William Lamartine Thompson (November 7, 1847 – September 20, 1909) was a noted American composer. He founded the W. L. Thompson Music Company and tried his hand with some success at secular compositions before finding his forte in hymns and gospel songs.

Education, family, community
Thompson was born November 7, 1847, in East Liverpool, Ohio, the youngest son of seven children of Josiah Thompson, who was a successful merchant, manufacturer, and banker, and a two-term member of the Ohio state legislature. His mother, Sarah Jackman Thompson, was devoted to social and charitable work.

Thompson graduated from Mount Union College in Alliance, Ohio, in 1870. In 1873, he attended the New England Conservatory of Music and later continued his musical studies in Leipzig, Germany.

Thompson married Elizabeth Johnson. They had a son, William Leland Thompson (born 1895), who was known by his middle name. The Thompsons built a large hilltop mansion on Park Boulevard in East Liverpool. The house still stands and is known locally as "the Softly and Tenderly House" (see "Hymns and gospel songs" infra).

Thompson took a strong interest in local history, and paid for a large stone and tablet to mark the spot where Confederate General John Hunt Morgan and his raiders were captured near Lisbon, Ohio. Thompson donated large tracts of land to East Liverpool for public parks, stipulating that no alcohol would be permitted there.

Secular career
Thompson began composing in his teens and in addition to hymns, wrote the popular songs "My Home on the Old Ohio" and "Gathering Shells from the Seashore."

Both a lyricist and composer, Thompson ensured he would always remember words or melodies that came to him at odd times.  He said, "No matter where I am, at home or hotel, at the store or traveling, if an idea or theme comes to me that I deem worthy of a song, I jot it down in verse. In this way I never lose it."

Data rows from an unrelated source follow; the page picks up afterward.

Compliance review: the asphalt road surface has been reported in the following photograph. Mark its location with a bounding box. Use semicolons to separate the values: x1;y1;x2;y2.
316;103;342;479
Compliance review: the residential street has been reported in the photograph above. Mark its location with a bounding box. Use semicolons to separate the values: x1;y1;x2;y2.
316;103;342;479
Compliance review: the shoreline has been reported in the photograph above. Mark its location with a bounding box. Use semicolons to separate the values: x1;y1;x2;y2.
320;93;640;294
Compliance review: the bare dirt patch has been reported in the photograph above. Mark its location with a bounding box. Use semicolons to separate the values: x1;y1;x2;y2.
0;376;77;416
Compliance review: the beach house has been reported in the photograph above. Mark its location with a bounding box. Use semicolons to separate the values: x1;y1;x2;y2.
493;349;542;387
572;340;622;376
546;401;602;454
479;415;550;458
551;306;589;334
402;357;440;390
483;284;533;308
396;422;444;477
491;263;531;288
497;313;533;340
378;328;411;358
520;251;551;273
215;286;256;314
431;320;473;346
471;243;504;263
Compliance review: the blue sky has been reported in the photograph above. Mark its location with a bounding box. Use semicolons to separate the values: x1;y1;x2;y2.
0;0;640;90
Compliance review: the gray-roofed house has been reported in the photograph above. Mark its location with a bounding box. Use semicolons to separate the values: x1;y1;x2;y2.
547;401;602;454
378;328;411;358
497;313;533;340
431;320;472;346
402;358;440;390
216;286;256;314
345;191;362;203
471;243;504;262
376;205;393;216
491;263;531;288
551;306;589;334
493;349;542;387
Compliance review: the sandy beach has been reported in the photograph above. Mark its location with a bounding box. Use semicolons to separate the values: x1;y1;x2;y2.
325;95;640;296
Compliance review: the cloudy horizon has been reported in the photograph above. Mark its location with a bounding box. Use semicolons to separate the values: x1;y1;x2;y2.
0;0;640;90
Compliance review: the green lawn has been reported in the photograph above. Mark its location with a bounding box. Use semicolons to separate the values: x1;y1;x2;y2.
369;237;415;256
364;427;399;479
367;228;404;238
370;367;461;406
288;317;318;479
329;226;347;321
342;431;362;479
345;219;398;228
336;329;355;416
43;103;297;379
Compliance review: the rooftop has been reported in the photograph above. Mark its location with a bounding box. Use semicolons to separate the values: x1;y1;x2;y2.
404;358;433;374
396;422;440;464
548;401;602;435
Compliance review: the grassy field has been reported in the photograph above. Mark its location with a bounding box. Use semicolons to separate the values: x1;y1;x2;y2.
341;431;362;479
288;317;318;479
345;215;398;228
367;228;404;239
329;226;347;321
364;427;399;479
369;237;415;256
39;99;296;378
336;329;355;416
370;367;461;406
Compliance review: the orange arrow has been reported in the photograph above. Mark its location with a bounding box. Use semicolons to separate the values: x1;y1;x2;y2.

Rebuffed in an early attempt to sell his songs to a commercial publisher, Thompson eventually opened the W. L. Thompson Music Company in East Liverpool. By the 1880s, it was one of the most prominent and successful such businesses in the United States. Thousands of music teachers and musicians ordered sheet music, instruments, and other supplies from Thompson's store. Thompson later founded a music and publishing company in Chicago.

Hymns and gospel songs
A member of the Church of Christ, Thompson is best known as the writer and composer of hymns and gospel songs, to which he increasingly devoted his talents after his teenage years.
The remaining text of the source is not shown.